Sacra received an experimental Tekmira Pharmaceuticals drug called TKM-Ebola, as well as two blood transfusions from another American aid worker who recovered from Ebola at an Atlanta hospital. The transfusions are believed to help a patient fight off the virus, because the survivor's blood carries antibodies for the disease. Sacra also received supportive care, including IV fluids and aggressive electrolyte management.
In Dallas, another man who recently traveled to the U.S. from Liberia was in critical condition Sunday. Thomas Eric Duncan has been hospitalized at Texas Health Presbyterian Hospital since Sept. 28. Dr. Tom Frieden, director of the federal Centers for Disease Control and Prevention, said he was aware that Duncan's health had "taken a turn for the worse," but he declined to describe Duncan's condition further.
The virus that causes Ebola is not airborne and can only be spread through direct contact with the bodily fluids — blood, sweat, vomit, feces, urine, saliva or semen — of an infected person who is showing symptoms.

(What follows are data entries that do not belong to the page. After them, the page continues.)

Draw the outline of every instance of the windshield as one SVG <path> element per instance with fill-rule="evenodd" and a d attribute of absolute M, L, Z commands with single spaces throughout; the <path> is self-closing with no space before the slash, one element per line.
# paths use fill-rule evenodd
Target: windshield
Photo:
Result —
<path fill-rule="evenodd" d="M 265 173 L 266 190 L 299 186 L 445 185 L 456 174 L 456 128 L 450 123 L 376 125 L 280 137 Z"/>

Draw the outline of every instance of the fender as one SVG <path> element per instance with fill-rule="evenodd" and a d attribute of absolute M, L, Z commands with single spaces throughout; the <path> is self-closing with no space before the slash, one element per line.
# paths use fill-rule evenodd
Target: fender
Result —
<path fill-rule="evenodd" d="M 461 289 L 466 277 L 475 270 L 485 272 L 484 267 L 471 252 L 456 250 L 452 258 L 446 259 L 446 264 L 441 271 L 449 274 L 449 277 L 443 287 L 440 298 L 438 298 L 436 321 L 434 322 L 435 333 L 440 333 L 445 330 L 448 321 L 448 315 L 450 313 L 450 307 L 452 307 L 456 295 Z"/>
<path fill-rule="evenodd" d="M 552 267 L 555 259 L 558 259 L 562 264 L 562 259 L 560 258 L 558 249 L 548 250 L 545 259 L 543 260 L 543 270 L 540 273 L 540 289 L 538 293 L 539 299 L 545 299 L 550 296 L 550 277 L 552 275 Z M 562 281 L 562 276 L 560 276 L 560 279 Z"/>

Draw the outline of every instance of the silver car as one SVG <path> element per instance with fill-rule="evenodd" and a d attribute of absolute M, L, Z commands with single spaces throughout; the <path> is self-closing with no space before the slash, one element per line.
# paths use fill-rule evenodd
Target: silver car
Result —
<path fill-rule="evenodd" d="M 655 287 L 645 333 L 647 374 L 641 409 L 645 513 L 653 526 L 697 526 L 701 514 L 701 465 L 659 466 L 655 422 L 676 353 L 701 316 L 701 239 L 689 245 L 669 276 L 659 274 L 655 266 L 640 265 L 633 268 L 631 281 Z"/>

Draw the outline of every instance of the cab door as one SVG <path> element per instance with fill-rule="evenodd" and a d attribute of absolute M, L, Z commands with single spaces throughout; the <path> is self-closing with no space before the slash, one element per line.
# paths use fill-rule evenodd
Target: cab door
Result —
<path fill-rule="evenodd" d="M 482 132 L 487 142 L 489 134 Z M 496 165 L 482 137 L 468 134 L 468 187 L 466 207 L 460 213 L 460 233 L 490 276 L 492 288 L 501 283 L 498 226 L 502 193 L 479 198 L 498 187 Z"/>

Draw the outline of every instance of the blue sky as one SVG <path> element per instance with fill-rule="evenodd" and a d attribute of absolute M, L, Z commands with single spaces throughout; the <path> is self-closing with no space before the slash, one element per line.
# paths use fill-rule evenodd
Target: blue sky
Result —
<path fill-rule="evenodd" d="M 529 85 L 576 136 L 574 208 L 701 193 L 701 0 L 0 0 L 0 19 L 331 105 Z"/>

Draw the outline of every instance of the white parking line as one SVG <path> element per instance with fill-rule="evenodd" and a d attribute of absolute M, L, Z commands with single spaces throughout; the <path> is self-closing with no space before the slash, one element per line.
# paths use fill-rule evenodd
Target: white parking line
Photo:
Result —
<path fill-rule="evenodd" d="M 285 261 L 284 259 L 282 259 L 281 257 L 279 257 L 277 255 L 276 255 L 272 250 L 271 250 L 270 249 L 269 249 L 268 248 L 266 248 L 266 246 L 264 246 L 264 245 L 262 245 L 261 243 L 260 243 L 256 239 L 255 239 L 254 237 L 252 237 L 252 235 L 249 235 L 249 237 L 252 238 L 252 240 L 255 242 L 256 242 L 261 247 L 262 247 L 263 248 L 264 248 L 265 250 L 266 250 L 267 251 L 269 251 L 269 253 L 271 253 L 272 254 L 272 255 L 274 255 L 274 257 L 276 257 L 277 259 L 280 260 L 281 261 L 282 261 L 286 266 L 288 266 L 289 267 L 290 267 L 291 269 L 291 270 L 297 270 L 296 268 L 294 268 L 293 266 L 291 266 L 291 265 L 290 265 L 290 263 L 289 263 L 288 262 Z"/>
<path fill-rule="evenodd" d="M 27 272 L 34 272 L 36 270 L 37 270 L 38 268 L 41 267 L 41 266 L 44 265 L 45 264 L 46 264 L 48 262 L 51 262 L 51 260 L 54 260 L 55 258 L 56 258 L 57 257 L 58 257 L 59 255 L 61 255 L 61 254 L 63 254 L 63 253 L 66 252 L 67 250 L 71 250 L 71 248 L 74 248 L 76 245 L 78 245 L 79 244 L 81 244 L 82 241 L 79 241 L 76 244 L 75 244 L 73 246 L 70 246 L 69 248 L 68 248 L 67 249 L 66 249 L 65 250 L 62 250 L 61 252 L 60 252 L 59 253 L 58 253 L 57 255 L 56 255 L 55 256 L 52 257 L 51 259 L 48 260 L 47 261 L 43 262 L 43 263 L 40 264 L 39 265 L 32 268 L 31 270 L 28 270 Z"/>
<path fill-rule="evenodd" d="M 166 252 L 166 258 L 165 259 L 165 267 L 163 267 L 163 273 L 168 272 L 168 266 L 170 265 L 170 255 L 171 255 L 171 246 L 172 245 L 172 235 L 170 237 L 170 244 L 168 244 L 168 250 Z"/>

Duncan arrived in Dallas on Sept. 20 and fell ill a few days later. His case has highlighted problems that American public health officials are trying frantically to address: The Dallas hospital that admitted him did not recognize the deadly disease at first and sent him home with antibiotics, only to have him return two days later in an ambulance.
"The issue of the missed diagnosis initially is concerning," Frieden said, adding that public health officials had redoubled their efforts to raise awareness of the disease.
Frieden said he was confident the disease would not spread widely within the U.S. Washington is also scaling up the U.S.'s response to the disease in West Africa, where Ebola presents an enormous challenge, he added.
Asked if the U.S. should suspend flights to and from affected countries or impose a visa ban on travelers from those areas, Anthony Fauci, director of the National Institute of Allergy and Infectious Diseases, said "absolutely not."
"When you start closing off countries like that, there is a real danger of making things worse," he told "Fox News Sunday."
In Spain, a nurse who had been part of a team that treated two missionaries flown home to Madrid after becoming infected with Ebola in West Africa, was diagnosed with the disease. The nurse's only symptom was a fever, but the infection was confirmed by two tests, Spanish health officials said. She was being treated in isolation, while authorities drew up a list of people she had had contact with.
She is the first person known to catch Ebola outside the outbreak zone in West Africa.